One is the multiplicative identity. Multiply anything by one, nothing changes. x × 1 = x. One is neutral in the world of multiplication. The sealed jar. Unity.
But look at what they DO in each other's worlds:
Multiply by zero, you get zero. Always. x × 0 = 0. Zero annihilates under multiplication. It destroys everything.
Add one? You just get the successor. 5 + 1 = 6. One is the fundamental step in addition. The generator.
Zero and one aren't just numbers. They're operators. They have different functions depending on what operation you're using.
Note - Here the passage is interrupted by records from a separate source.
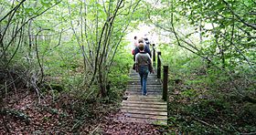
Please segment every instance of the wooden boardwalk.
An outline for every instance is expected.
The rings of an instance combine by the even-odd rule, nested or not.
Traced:
[[[131,121],[153,124],[167,124],[167,103],[162,99],[162,83],[155,74],[147,78],[147,96],[142,96],[140,77],[134,70],[130,71],[127,100],[122,102],[122,111]]]

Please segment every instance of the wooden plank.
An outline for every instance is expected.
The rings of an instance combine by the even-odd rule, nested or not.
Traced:
[[[142,88],[127,88],[126,91],[142,91]],[[155,88],[155,89],[152,89],[150,88],[146,88],[146,91],[150,91],[150,92],[162,92],[162,89],[159,89],[159,88]]]
[[[155,101],[160,101],[160,102],[165,102],[163,99],[148,99],[148,98],[140,98],[140,99],[136,99],[136,98],[129,98],[127,99],[127,100],[133,100],[133,101],[144,101],[144,102],[155,102]]]
[[[129,117],[129,118],[167,120],[167,116],[157,116],[157,115],[148,115],[148,114],[133,114],[133,113],[124,113],[124,115],[126,117]]]
[[[129,80],[130,81],[140,81],[141,78],[132,78]],[[161,80],[159,78],[147,78],[146,79],[147,81],[155,81],[155,82],[159,82],[159,83],[162,83]]]
[[[142,92],[128,91],[128,95],[143,95]],[[147,95],[162,95],[162,92],[147,92]]]
[[[122,109],[124,113],[133,113],[133,114],[144,114],[144,115],[154,115],[154,116],[166,116],[167,112],[165,111],[153,111],[153,110],[134,110],[134,109]]]
[[[167,112],[167,108],[166,109],[154,109],[154,108],[142,108],[142,107],[121,107],[121,109],[153,110],[153,111]]]
[[[162,88],[162,85],[161,84],[146,84],[147,88]],[[141,84],[128,84],[126,88],[141,88]]]
[[[147,104],[147,105],[166,105],[166,102],[161,102],[161,101],[154,101],[154,102],[149,102],[149,101],[138,101],[138,100],[123,100],[123,103],[126,104]]]
[[[139,123],[150,123],[154,125],[167,125],[167,120],[161,120],[161,119],[140,119],[140,118],[127,118],[127,119],[131,121],[136,121]]]
[[[140,85],[141,82],[140,81],[129,81],[128,84],[129,85]],[[147,81],[146,84],[147,85],[161,85],[161,83],[157,82],[157,81]]]
[[[158,95],[158,96],[152,96],[152,95],[148,95],[148,96],[142,96],[142,95],[129,95],[128,99],[162,99],[162,96]]]
[[[133,88],[133,89],[126,89],[126,91],[125,92],[141,92],[142,93],[142,89],[140,89],[140,88],[137,88],[137,89],[134,89],[134,88]],[[146,89],[146,92],[157,92],[157,93],[162,93],[162,90],[161,89]]]
[[[123,107],[140,107],[140,108],[155,108],[155,109],[166,109],[166,105],[151,105],[151,104],[127,104],[122,102]]]

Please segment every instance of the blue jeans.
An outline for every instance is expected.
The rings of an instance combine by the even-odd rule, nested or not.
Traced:
[[[139,68],[139,74],[141,77],[141,86],[143,88],[143,95],[146,94],[146,79],[148,76],[148,67],[147,66],[142,66]]]

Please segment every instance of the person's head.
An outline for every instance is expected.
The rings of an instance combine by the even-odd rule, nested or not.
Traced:
[[[139,43],[139,44],[140,44],[140,43],[144,43],[144,39],[142,39],[142,38],[139,39],[139,40],[138,40],[138,43]]]
[[[139,46],[138,46],[138,48],[139,48],[140,51],[143,51],[144,50],[144,44],[140,43]]]

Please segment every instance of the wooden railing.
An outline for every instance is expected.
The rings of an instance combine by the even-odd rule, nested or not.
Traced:
[[[153,62],[155,63],[155,47],[153,44]],[[161,57],[161,52],[157,52],[157,63],[156,63],[156,75],[157,78],[161,79],[161,70],[162,70],[163,59]],[[167,101],[168,98],[168,66],[163,66],[163,91],[162,91],[162,99],[165,101]]]

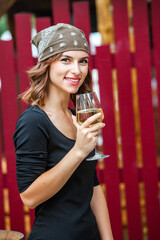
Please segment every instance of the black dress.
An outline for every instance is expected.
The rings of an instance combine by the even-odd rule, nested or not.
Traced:
[[[75,144],[38,106],[29,106],[20,116],[13,140],[20,193],[55,166]],[[93,154],[94,151],[89,156]],[[100,240],[90,207],[93,187],[99,184],[96,163],[83,160],[63,188],[36,207],[28,240]]]

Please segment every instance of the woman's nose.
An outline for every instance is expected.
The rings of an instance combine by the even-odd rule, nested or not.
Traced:
[[[80,67],[79,67],[78,63],[73,63],[71,72],[76,74],[76,75],[80,74],[81,71],[80,71]]]

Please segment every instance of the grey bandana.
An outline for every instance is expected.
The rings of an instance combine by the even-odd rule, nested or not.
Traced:
[[[31,43],[38,49],[38,62],[70,50],[81,50],[89,54],[84,32],[65,23],[58,23],[40,31],[33,37]]]

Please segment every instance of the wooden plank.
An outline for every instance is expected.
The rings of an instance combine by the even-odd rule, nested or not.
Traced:
[[[36,18],[36,29],[37,32],[48,28],[51,26],[51,18],[50,17],[38,17]]]
[[[123,154],[123,179],[126,190],[128,234],[130,240],[142,239],[138,171],[135,146],[135,124],[131,83],[131,58],[126,0],[113,0],[115,29],[115,64]],[[136,229],[136,231],[135,231]]]
[[[160,1],[152,0],[152,31],[153,31],[153,57],[156,69],[156,78],[158,85],[158,101],[160,103]],[[159,115],[159,134],[160,134],[160,104],[158,105]]]
[[[136,0],[133,0],[133,23],[136,46],[135,66],[138,75],[143,179],[145,184],[148,238],[149,240],[159,240],[160,206],[158,199],[158,169],[151,92],[151,59],[146,0],[141,0],[138,4]]]
[[[12,41],[0,41],[0,75],[2,80],[2,116],[4,149],[7,159],[11,229],[24,233],[24,213],[16,182],[15,150],[12,135],[18,118],[15,60]]]
[[[104,160],[104,183],[106,184],[107,190],[106,198],[114,239],[122,240],[119,172],[109,47],[97,47],[96,52],[95,66],[98,69],[101,104],[105,116],[104,122],[106,123],[103,130],[103,146],[104,153],[110,154],[110,157]]]
[[[33,66],[31,52],[31,15],[15,14],[15,32],[17,48],[17,67],[20,81],[20,93],[29,88],[29,80],[26,71]],[[22,112],[26,104],[22,103]]]
[[[52,0],[53,23],[70,23],[69,0]]]
[[[91,23],[90,23],[90,12],[89,12],[89,2],[73,2],[73,22],[74,26],[84,31],[88,44],[89,35],[91,33]],[[85,16],[85,18],[84,18]],[[89,59],[89,69],[93,69],[94,59],[90,56]]]
[[[1,40],[0,40],[0,52],[1,52]],[[0,67],[0,79],[1,79],[1,67]],[[0,229],[5,229],[5,224],[4,224],[5,212],[4,212],[4,202],[3,202],[4,183],[3,183],[3,173],[2,173],[3,123],[2,123],[2,109],[1,109],[1,91],[0,91],[0,114],[1,114],[0,115]]]

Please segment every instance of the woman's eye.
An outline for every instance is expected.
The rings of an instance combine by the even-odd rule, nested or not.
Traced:
[[[69,62],[69,59],[68,58],[62,58],[61,61],[62,62]]]
[[[88,63],[88,60],[82,60],[81,63],[87,64],[87,63]]]

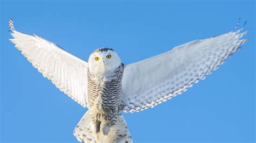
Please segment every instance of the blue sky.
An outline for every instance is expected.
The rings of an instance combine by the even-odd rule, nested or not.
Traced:
[[[123,113],[135,142],[254,142],[254,1],[6,1],[1,3],[1,140],[72,142],[87,111],[59,91],[8,40],[8,20],[87,60],[113,48],[131,63],[247,20],[241,50],[206,80],[155,108]]]

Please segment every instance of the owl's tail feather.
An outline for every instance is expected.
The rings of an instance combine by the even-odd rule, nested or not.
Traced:
[[[77,139],[83,142],[96,142],[90,125],[90,112],[88,110],[83,116],[73,132]]]
[[[76,126],[73,134],[79,141],[83,142],[133,142],[126,123],[121,114],[117,117],[116,124],[110,126],[110,132],[107,134],[98,134],[100,137],[96,140],[90,123],[89,110]]]

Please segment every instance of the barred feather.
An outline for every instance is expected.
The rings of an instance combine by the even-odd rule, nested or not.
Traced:
[[[195,40],[127,65],[122,85],[124,111],[153,108],[204,79],[248,41],[239,39],[247,33],[239,33],[242,30]]]

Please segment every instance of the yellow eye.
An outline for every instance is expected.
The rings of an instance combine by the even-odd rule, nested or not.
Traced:
[[[106,56],[106,58],[107,59],[110,59],[110,58],[111,58],[111,55],[107,55],[107,56]]]

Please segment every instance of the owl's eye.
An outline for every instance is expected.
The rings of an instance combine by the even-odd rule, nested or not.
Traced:
[[[106,58],[107,59],[110,59],[110,58],[111,58],[111,55],[107,55],[106,56]]]

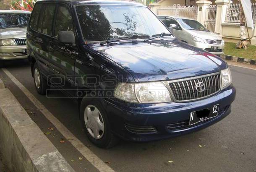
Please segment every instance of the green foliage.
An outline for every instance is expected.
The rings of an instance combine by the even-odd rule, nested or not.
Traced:
[[[256,46],[249,45],[247,49],[237,49],[236,44],[225,42],[224,54],[236,57],[240,57],[256,60]]]

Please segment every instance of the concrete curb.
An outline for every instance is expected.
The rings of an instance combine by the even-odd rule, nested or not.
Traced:
[[[236,62],[240,62],[245,64],[256,65],[256,60],[232,56],[228,55],[220,55],[220,57],[226,60],[231,60]]]
[[[12,172],[74,172],[8,89],[0,89],[0,149]]]
[[[0,89],[4,89],[5,88],[4,83],[3,83],[3,82],[1,78],[0,78]]]

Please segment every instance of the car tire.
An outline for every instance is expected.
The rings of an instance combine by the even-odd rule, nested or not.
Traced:
[[[5,61],[0,60],[0,68],[5,67]]]
[[[33,69],[34,83],[37,93],[41,95],[45,95],[49,88],[47,80],[43,77],[36,63],[34,64]]]
[[[107,113],[100,100],[85,97],[81,102],[80,111],[80,119],[84,131],[92,143],[99,147],[105,149],[112,148],[117,144],[118,139],[110,130]],[[97,117],[98,112],[99,113],[99,118]],[[91,115],[89,116],[88,112],[91,112],[92,114],[94,113],[94,115]],[[95,115],[97,115],[96,116]],[[103,127],[102,124],[103,124]],[[95,128],[99,125],[102,126],[104,130],[98,132]],[[87,125],[89,126],[86,126]],[[94,131],[94,130],[96,132]],[[99,129],[98,130],[100,130]],[[94,132],[96,133],[96,136]]]

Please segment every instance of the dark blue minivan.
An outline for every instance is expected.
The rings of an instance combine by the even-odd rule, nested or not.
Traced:
[[[100,147],[196,131],[230,113],[227,63],[178,41],[141,4],[38,1],[26,36],[37,92],[50,97],[57,88],[76,100]]]

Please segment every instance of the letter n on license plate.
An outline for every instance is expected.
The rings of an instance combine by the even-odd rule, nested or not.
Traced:
[[[219,107],[219,104],[216,104],[209,109],[205,109],[191,112],[190,117],[189,118],[189,125],[217,116],[218,115]]]

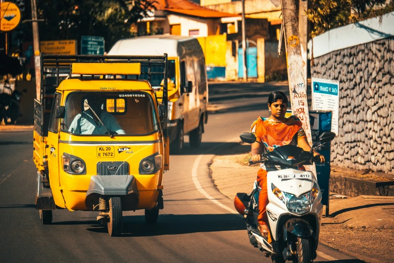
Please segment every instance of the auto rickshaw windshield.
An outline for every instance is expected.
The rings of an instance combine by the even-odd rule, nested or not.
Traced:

They're the boundaries, the identities, the special cases that define the structure.
Why Arithmetic Matters
Arithmetic is where abstraction meets specificity. Algebra gives you the general laws—groups, rings, fields. Set theory gives you the foundations—elements, collections, containment. But arithmetic is where you see how actual individual values live inside those structures.
7 isn't a variable. 7 is 7. It has specific properties. Specific relationships. A specific place in the web of numbers.
The function of values: what each specific number does, how it behaves, where it fits. Not numbers in general—THIS number. THIS value.
You do arithmetic every day. Every time you count, measure, compare quantities, check your bank account, figure out if you have enough. This is the math closest to daily life.
But now you see it's not separate from the abstract stuff. It's the same structure, just zoomed in. The view from inside the numbers, living among specific values instead of floating above them in generality.